Laisser-aller sur les chantiers au retour des vacances
Chaque année, le retour des vacances de la construction rime avec une augmentation accrue des accidents sur les chantiers. Il y a moyen de rectifier la situation, insistent des observateurs.
Ce n’est pas moins de 42% des accidents de chantier qui se produisent entre les mois d’août et de novembre, déclare Daniel Legault, porte-parole de la Commission de la santé et de la sécurité au travail (CSST).

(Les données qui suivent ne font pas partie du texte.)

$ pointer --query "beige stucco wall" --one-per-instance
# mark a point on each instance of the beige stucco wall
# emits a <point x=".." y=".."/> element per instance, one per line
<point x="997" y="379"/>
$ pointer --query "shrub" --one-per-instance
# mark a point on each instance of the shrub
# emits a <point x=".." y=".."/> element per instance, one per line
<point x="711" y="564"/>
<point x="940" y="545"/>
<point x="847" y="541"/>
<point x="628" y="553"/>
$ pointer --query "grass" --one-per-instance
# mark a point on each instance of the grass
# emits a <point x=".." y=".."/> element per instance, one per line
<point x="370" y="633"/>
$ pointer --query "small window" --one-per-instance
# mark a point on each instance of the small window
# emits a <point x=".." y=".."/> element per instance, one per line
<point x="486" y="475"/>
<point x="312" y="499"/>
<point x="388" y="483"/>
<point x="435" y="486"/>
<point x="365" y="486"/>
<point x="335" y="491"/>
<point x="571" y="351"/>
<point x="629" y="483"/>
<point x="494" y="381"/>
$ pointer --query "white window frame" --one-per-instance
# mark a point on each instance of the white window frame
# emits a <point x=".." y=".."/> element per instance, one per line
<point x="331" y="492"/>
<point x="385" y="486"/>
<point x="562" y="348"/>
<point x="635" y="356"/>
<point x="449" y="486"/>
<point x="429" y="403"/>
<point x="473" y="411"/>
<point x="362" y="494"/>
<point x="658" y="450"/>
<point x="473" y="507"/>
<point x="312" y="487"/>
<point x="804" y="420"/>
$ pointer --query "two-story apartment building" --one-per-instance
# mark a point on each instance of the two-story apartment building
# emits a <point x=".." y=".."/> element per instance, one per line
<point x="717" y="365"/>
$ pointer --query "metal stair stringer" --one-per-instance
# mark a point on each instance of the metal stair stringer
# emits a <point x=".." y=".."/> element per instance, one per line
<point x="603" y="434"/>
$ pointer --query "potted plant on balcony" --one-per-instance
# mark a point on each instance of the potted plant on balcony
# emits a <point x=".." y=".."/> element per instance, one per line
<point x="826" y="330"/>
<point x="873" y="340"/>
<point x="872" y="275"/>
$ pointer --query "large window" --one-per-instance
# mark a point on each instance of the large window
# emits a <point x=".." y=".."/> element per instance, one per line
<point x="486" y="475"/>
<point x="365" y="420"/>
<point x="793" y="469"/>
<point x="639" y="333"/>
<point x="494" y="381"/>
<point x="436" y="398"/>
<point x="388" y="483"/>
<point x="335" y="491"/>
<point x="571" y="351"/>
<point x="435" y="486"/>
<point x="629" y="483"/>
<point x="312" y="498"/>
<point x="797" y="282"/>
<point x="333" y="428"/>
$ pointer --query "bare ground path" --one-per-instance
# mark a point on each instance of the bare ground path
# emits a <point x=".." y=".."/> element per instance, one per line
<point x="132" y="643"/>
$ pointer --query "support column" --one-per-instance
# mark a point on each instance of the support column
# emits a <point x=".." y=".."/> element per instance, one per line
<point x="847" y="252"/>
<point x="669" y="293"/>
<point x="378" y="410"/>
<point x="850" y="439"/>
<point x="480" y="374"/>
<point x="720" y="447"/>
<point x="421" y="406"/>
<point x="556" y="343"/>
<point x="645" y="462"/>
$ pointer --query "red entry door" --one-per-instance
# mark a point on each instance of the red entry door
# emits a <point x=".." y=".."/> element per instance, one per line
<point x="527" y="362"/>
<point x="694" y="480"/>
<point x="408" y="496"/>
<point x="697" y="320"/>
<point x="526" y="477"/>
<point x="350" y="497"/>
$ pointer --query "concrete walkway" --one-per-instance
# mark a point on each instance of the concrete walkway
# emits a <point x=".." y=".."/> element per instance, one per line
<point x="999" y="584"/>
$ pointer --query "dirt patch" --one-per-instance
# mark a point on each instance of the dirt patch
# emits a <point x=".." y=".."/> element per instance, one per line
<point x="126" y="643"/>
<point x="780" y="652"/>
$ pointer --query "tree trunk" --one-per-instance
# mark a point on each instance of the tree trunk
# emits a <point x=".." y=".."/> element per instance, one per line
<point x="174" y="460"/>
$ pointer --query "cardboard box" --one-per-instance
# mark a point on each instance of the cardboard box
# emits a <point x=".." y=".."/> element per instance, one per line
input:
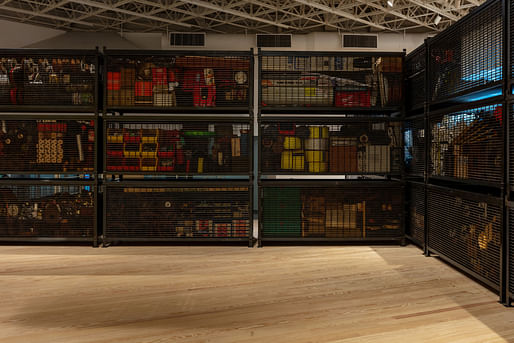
<point x="343" y="155"/>
<point x="128" y="77"/>
<point x="165" y="99"/>
<point x="236" y="147"/>
<point x="341" y="220"/>
<point x="361" y="98"/>
<point x="376" y="159"/>
<point x="298" y="96"/>
<point x="127" y="97"/>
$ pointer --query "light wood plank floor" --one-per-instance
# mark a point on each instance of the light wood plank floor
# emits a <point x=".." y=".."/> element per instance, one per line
<point x="236" y="294"/>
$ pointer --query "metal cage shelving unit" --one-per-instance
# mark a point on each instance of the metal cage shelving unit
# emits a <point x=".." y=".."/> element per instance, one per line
<point x="416" y="80"/>
<point x="466" y="144"/>
<point x="178" y="211"/>
<point x="332" y="211"/>
<point x="178" y="146"/>
<point x="49" y="80"/>
<point x="465" y="229"/>
<point x="466" y="60"/>
<point x="467" y="124"/>
<point x="326" y="128"/>
<point x="48" y="211"/>
<point x="156" y="81"/>
<point x="416" y="212"/>
<point x="48" y="145"/>
<point x="330" y="146"/>
<point x="330" y="82"/>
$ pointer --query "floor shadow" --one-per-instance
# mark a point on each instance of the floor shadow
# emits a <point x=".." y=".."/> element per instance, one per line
<point x="234" y="292"/>
<point x="478" y="299"/>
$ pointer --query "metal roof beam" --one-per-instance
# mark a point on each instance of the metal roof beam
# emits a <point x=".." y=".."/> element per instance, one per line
<point x="235" y="13"/>
<point x="341" y="13"/>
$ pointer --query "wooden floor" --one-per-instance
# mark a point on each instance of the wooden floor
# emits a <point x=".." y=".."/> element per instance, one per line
<point x="236" y="294"/>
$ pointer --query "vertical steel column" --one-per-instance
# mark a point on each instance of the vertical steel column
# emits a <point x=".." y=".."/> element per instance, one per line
<point x="426" y="111"/>
<point x="506" y="188"/>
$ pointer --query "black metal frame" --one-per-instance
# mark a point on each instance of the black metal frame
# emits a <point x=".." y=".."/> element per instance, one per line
<point x="179" y="110"/>
<point x="419" y="51"/>
<point x="78" y="175"/>
<point x="92" y="109"/>
<point x="479" y="198"/>
<point x="107" y="239"/>
<point x="400" y="239"/>
<point x="408" y="209"/>
<point x="430" y="43"/>
<point x="460" y="101"/>
<point x="32" y="182"/>
<point x="274" y="110"/>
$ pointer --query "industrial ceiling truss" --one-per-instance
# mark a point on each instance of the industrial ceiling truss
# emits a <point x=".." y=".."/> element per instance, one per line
<point x="239" y="16"/>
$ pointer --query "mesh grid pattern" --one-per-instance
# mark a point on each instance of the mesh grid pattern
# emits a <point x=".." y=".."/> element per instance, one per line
<point x="47" y="211"/>
<point x="178" y="81"/>
<point x="414" y="144"/>
<point x="512" y="36"/>
<point x="467" y="145"/>
<point x="511" y="145"/>
<point x="416" y="228"/>
<point x="178" y="147"/>
<point x="342" y="147"/>
<point x="47" y="79"/>
<point x="416" y="91"/>
<point x="177" y="212"/>
<point x="340" y="81"/>
<point x="331" y="212"/>
<point x="511" y="247"/>
<point x="415" y="64"/>
<point x="37" y="145"/>
<point x="467" y="55"/>
<point x="466" y="230"/>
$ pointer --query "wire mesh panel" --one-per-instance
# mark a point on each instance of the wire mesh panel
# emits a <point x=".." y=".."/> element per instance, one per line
<point x="337" y="212"/>
<point x="512" y="38"/>
<point x="175" y="212"/>
<point x="338" y="80"/>
<point x="467" y="144"/>
<point x="170" y="146"/>
<point x="511" y="146"/>
<point x="45" y="78"/>
<point x="344" y="146"/>
<point x="416" y="201"/>
<point x="415" y="70"/>
<point x="187" y="80"/>
<point x="414" y="146"/>
<point x="35" y="145"/>
<point x="468" y="55"/>
<point x="511" y="250"/>
<point x="466" y="228"/>
<point x="49" y="210"/>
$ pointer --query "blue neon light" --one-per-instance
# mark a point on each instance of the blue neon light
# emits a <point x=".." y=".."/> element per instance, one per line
<point x="494" y="74"/>
<point x="485" y="95"/>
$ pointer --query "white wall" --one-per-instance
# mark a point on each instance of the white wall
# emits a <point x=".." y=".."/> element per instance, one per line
<point x="85" y="40"/>
<point x="17" y="35"/>
<point x="318" y="41"/>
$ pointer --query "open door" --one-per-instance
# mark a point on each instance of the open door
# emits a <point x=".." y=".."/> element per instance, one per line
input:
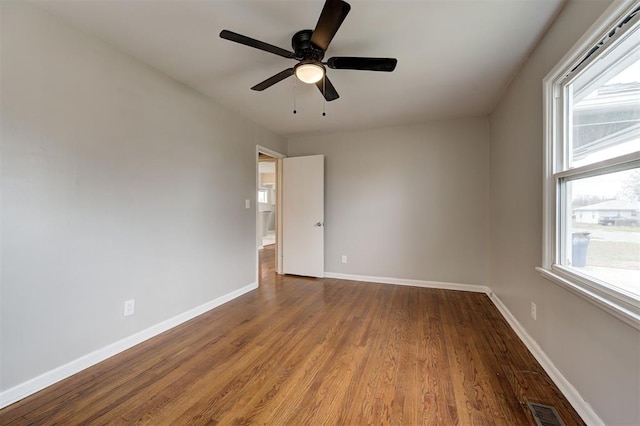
<point x="303" y="216"/>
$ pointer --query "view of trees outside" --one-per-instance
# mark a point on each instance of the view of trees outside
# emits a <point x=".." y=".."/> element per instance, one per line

«Il n’y a pas de doute que c’est une période de forte activité dans le secteur, mais ce n’est pas une raison pour expliquer les milliers d’accidents chaque année», dit-il, précisant que l’an dernier, 7 537 accidents ont été dénombrés.
Pour redresser le sombre bilan, M. Legault croit que les employeurs et les maîtres-d’œuvre doivent redoubler d’effort pour appliquer les mesures de sécurité et fournir les équipements de protection, et ce, dès la planification des travaux.
La période critique pour les accidents peut être liée à un «laisser-aller intolérable», tant de la part de certains employeurs que de certains employés, souligne Carmel Laflamme, vice-présidente à la Santé et sécurité du travail pour le Conseil du patronat du Québec. «Tout le monde doit prendre ses responsabilités», ajoute-t-elle.
Le président de la CSN-Construction, Pierre Brassard, estime plutôt que la pression sur les chantiers est en cause. «Beaucoup d’employeurs souhaitent finir les contrats avant l’hiver et poussent les ouvriers à faire plus d’heures», dit-il. Les échéanciers doivent être prolongés, assure-t-il, les nouvelles technologies permettant dorénavant de travailler sur la majorité des chantiers l’hiver.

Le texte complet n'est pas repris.